A dor no braço se tornava insuportável. Eles foram aumentando a carga de morfina, até que tive uma overdose. Vivi três dias que foram os piores momentos na internação. Perdi a única coisa que vinha funcionando bem: a mente. Aquele estado me tomou por completo – o barulho do ar-condicionado pingando, por exemplo, parecia compor um filme de terror. Até bem pouco tempo, se houvesse um ar-condicionado pingando, eu chorava. A única coisa engraçada nesse período é que você sonha acordado. Eram delírios. Se eu estivesse com alguém, ficava na dúvida se estava mesmo ou se era imaginação. A única coisa real para mim era a Maíra.
À noite, quando o corpo vai entrando em outro estado bioquímico, a morfina e os efeitos colaterais vêm mais à tona. Assim, quando a noite se aproximava, um dragão aparecia e gritava na minha cara. Eu pedia socorro: “O dragão! O dragão!” Tentava controlar meus delírios, mas passava a mão onde estava vendo o dragão e sentia as escamas. Maíra tentava me controlar, mas a visão era muito real. Eu atravessava as noites urrando de dor em meio a pesadelos e delírios.
Num outro momento, vi uma loura sentada do lado de fora da janela. Ela flutuava e me encarava sem parar. Havia também um velho. Foram muitos os personagens que, de alguma forma, habitaram aquele quarto de hospital. Cheguei a achar que tinha sido capturado pelo DJ Memê. Todos aqueles personagens trabalhavam para o Memê. E eles queriam entrar no meu cérebro. “Se ele quer fazer isso comigo, que faça, mas por que pegou a Maíra?”, eu viajava. Encontrei o Memê na livraria Letras & Expressões uns dias antes dos tiros, e ele se tornou protagonista da minha alucinação.

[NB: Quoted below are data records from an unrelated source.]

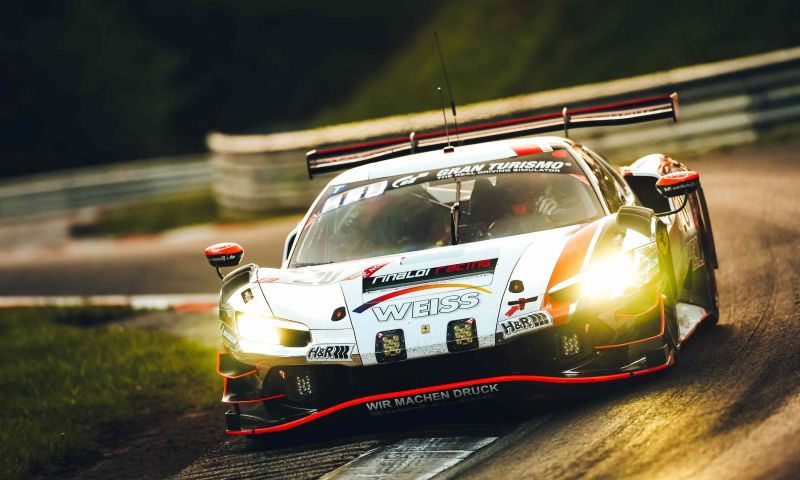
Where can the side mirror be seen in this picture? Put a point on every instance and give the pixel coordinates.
(676, 184)
(224, 255)
(636, 218)
(289, 243)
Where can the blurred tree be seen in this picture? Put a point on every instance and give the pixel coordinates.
(88, 81)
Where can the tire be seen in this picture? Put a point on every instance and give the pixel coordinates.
(672, 332)
(712, 294)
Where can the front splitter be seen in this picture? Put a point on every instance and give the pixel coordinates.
(469, 388)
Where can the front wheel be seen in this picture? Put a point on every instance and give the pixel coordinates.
(712, 295)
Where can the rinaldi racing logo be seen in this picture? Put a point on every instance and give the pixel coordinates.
(423, 275)
(330, 352)
(526, 323)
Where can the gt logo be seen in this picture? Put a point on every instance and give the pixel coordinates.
(408, 180)
(329, 352)
(427, 307)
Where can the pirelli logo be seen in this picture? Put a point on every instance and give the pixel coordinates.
(321, 353)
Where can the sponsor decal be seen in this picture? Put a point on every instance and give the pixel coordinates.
(389, 296)
(426, 307)
(424, 275)
(408, 180)
(322, 352)
(524, 324)
(247, 295)
(423, 399)
(529, 166)
(519, 305)
(370, 271)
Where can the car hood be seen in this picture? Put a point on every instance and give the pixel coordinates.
(424, 295)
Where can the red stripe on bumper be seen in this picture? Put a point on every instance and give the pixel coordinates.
(448, 386)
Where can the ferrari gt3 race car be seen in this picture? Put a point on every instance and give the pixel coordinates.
(430, 272)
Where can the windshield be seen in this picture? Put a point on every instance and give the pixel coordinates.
(420, 211)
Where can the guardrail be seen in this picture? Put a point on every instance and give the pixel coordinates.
(722, 103)
(60, 192)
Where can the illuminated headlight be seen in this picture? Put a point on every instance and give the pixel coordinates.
(260, 334)
(621, 273)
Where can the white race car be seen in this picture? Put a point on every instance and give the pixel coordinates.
(428, 273)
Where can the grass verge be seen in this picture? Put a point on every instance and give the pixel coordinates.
(167, 212)
(63, 383)
(154, 215)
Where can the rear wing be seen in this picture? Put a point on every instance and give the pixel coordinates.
(634, 111)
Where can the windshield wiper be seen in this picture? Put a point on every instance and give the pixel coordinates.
(455, 214)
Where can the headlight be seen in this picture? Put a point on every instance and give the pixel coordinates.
(615, 276)
(259, 333)
(257, 328)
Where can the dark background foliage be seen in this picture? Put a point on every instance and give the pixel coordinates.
(91, 81)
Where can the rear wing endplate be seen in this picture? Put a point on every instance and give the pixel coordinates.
(633, 111)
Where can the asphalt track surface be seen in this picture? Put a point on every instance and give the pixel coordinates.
(729, 409)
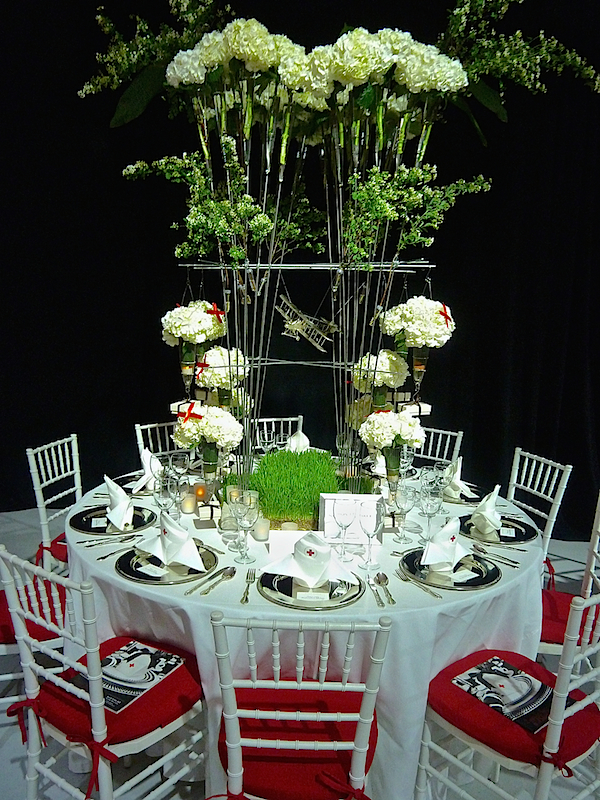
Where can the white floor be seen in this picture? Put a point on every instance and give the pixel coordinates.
(19, 532)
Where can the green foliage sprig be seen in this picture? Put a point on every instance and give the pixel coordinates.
(406, 200)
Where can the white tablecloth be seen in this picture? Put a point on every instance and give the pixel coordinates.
(427, 634)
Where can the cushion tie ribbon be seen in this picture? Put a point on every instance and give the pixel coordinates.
(97, 749)
(18, 710)
(187, 415)
(218, 314)
(342, 788)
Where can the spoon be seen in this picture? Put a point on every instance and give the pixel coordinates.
(381, 579)
(229, 573)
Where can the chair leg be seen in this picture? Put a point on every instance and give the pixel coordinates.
(421, 784)
(34, 749)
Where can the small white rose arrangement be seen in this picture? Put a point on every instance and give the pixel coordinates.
(423, 322)
(221, 368)
(198, 322)
(385, 369)
(392, 429)
(208, 424)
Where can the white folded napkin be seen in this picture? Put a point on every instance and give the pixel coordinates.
(298, 442)
(444, 550)
(149, 460)
(172, 544)
(311, 562)
(120, 508)
(457, 486)
(485, 519)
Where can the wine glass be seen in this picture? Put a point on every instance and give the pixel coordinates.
(431, 503)
(162, 493)
(180, 462)
(344, 513)
(407, 456)
(371, 516)
(245, 509)
(406, 497)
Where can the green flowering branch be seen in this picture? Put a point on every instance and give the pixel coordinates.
(141, 60)
(406, 202)
(473, 37)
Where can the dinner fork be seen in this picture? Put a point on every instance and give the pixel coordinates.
(250, 577)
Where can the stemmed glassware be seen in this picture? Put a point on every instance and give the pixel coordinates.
(344, 513)
(245, 509)
(371, 516)
(405, 499)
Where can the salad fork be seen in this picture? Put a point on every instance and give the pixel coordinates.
(250, 577)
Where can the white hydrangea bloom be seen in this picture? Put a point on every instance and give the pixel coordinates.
(226, 368)
(392, 429)
(425, 69)
(424, 322)
(210, 424)
(385, 369)
(196, 323)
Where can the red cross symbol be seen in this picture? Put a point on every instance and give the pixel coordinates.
(218, 314)
(446, 315)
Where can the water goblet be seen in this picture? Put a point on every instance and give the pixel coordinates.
(371, 516)
(406, 497)
(431, 503)
(245, 509)
(344, 513)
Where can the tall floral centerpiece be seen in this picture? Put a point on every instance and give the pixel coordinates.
(389, 432)
(209, 429)
(420, 323)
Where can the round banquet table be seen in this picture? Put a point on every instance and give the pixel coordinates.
(427, 633)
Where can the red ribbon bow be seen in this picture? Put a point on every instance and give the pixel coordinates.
(186, 415)
(18, 710)
(97, 749)
(445, 314)
(340, 787)
(218, 314)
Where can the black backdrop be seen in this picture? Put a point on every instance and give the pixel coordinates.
(89, 270)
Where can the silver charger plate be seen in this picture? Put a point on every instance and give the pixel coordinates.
(90, 521)
(278, 589)
(130, 565)
(484, 572)
(518, 532)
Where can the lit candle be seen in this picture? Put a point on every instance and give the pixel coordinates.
(261, 529)
(188, 504)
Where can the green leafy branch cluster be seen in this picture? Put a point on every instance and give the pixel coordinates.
(473, 37)
(229, 220)
(142, 59)
(406, 200)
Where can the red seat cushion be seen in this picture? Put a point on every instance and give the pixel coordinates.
(476, 719)
(7, 634)
(293, 774)
(171, 697)
(556, 606)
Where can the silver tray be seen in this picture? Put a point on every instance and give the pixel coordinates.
(521, 532)
(484, 572)
(83, 521)
(278, 589)
(129, 565)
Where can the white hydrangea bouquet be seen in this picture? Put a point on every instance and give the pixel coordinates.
(385, 429)
(198, 322)
(420, 322)
(209, 429)
(221, 368)
(385, 369)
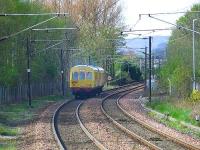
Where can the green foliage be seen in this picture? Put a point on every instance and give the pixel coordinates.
(7, 131)
(195, 96)
(16, 112)
(45, 65)
(179, 57)
(165, 107)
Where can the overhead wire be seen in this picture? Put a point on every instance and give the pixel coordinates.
(26, 29)
(48, 47)
(178, 26)
(168, 13)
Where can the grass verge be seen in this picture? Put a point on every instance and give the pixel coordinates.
(181, 110)
(7, 145)
(170, 108)
(13, 113)
(175, 125)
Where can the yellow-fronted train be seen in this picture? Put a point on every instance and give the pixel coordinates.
(86, 80)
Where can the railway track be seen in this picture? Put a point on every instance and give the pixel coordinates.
(77, 128)
(67, 129)
(67, 126)
(136, 129)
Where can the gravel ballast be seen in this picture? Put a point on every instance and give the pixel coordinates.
(38, 135)
(134, 107)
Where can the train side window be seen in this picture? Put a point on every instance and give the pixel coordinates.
(89, 75)
(82, 76)
(75, 76)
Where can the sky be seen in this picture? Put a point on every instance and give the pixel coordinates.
(132, 9)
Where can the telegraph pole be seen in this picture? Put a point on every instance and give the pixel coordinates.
(62, 72)
(145, 68)
(89, 60)
(153, 70)
(28, 72)
(150, 69)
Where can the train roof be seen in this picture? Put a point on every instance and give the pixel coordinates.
(96, 68)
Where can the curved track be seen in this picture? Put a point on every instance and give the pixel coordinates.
(67, 126)
(74, 118)
(151, 138)
(70, 134)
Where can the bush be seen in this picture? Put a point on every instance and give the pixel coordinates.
(195, 96)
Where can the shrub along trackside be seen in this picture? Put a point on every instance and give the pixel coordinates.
(181, 111)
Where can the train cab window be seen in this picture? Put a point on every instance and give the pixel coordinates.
(75, 76)
(82, 76)
(89, 75)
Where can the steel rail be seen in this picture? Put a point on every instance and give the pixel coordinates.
(97, 143)
(144, 124)
(56, 132)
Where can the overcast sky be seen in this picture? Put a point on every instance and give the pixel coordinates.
(132, 9)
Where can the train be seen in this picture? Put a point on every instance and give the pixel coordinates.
(87, 80)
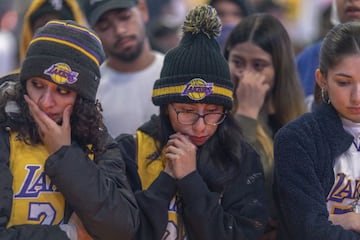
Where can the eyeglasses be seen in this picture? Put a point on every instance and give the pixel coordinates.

Não saquei na hora, mas depois ficou comprovado que aquilo se deveu a uma overdose de morfina. Eu não tinha força para nada. Minha cabeça, por exemplo, precisava ficar escorada. Esses três dias foram de terror absoluto e deixaram uma sequela dentro de mim. Anos depois, meu pai narrou o que aconteceu, e eu chorei compulsivamente. Aquela sensação de torpor mental jamais vai me deixar. Nem a sensação nem os rostos daquelas pessoas, daqueles enfermeiros. A toda hora eu clamava por médicos e enfermeiros. Seis meses depois, ainda estava com grau dez de dor no braço. É fácil imaginar como me sentia naquele quarto.
O hospital me mandou um psicólogo, uma pessoa que eu nunca tinha visto. Eles não me permitiram ser tratado pela minha própria psiquiatra, a quem adorava. O psicólogo foi logo perguntando: “Por que você tem problemas com o seu pai?” Minha vida derrapava e eu era obrigado a escutar aquilo. Eu não tinha escolha. Minha vontade estava cerceada, e minha integridade de cidadão, cassada: “Eu não quero essa pessoa aqui!” E nem era com eles... Fechavam a porta e ficávamos só eu e o cara – ele perguntando e eu apenas chorando: “Meu Deus, ninguém me ouve.” Uma sensação de solidão absurda. Quando fui para o Sarah Kubitschek, em Brasília, me mandaram uma garota jovem. Eu perguntei tantas coisas para ela, falei tanto de mim que uma hora ela se emocionou e chorou. Não tinha como ser minha terapeuta.